Awareness about the importance of recycling has never been higher. We all know that the world’s resources are limited and that as a species we need to be re-using things much more, especially as the population increases. But the recyclability of road materials is less well known.

Whenever highways teams go out to make a road repair or fill a pothole, there will always be some waste materials to remove as part of the process. This could be concrete, stone, or some previously laid asphalt. While often these materials are destined for landfill, in fact they can be crushed and turned into aggregate that can be used once again in road repairs – and the benefits of this approach can be eye-opening.

In Staffordshire, where we have been delivering highways services in partnership with the county council for 14 years, we’ve been recycling road materials with a special focus. The area doesn’t have any quarries for natural materials and the quantities required for highways maintenance are so large that transportation costs would make it very costly to buy from other regions.

Our philosophy therefore has been to recycle as much as we possibly can.
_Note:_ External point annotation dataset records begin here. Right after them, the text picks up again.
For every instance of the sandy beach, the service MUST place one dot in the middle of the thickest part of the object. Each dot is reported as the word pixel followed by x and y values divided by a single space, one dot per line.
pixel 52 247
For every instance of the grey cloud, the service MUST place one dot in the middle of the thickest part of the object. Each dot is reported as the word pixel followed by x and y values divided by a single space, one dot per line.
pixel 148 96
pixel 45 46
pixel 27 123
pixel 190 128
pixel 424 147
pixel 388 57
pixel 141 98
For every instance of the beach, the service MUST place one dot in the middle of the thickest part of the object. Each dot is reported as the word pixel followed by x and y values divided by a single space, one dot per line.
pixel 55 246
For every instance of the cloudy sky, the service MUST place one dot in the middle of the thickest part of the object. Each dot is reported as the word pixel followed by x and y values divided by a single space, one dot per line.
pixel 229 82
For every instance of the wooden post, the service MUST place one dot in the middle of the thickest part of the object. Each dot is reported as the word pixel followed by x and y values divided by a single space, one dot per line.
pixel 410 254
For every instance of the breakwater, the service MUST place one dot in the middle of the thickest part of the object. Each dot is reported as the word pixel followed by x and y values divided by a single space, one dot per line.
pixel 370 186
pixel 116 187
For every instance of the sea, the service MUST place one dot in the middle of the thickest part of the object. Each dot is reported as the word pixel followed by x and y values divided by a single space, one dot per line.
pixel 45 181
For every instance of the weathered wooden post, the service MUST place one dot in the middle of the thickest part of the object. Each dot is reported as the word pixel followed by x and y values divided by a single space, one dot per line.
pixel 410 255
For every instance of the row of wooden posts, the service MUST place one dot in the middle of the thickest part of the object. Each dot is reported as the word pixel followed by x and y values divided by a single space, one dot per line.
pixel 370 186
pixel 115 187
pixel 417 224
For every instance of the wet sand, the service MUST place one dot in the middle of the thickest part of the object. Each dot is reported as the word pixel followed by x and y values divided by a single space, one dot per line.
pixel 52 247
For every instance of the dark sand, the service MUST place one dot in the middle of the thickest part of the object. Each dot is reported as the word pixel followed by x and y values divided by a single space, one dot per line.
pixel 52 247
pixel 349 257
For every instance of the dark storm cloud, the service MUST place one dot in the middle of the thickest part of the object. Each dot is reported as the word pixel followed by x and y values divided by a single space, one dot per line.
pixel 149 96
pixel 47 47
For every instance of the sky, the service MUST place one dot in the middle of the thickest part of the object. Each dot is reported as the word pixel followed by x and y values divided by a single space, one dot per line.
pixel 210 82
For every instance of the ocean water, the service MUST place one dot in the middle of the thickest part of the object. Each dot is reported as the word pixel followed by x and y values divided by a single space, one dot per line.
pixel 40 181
This means that very little road material goes to landfill, saving on both collection and waste disposal charges. Instead, we collect the old material and stockpile it in four depots across Staffordshire. When we have an economic batch quantity of waste, a mobile crushing and screening plant is used to process the material into aggregate. Of course, there are costs attached to crushing and screening, however these are more than offset by the savings.  

Because we always have a ready supply of aggregate materials we are very self-sufficient and not dependent on the availability of products. Indeed, when we have a surplus of materials, we sell materials on behalf of the client. Any revenue is re-invested into the network.

Most importantly of all, however, ours is a much more environmentally friendly approach. We are not quarrying new stone and there is reduced transportation in our process, so there are significant carbon savings and reduced pressures on the environment.

We’re proud of our innovative approach, which we’ve developed over a number of years with Staffordshire County Council. By using local depots to stock and process waste, and by working with the council’s in-house materials laboratory, we have saved millions of pounds over the years.

We are not the only business in our sector recycling materials in this way - but rarely is the process we’ve developed with our client as finessed as it is in Staffordshire. We believe all highways services could do more to increase the levels of recycling they undertake – and, if they do, the environment can only benefit.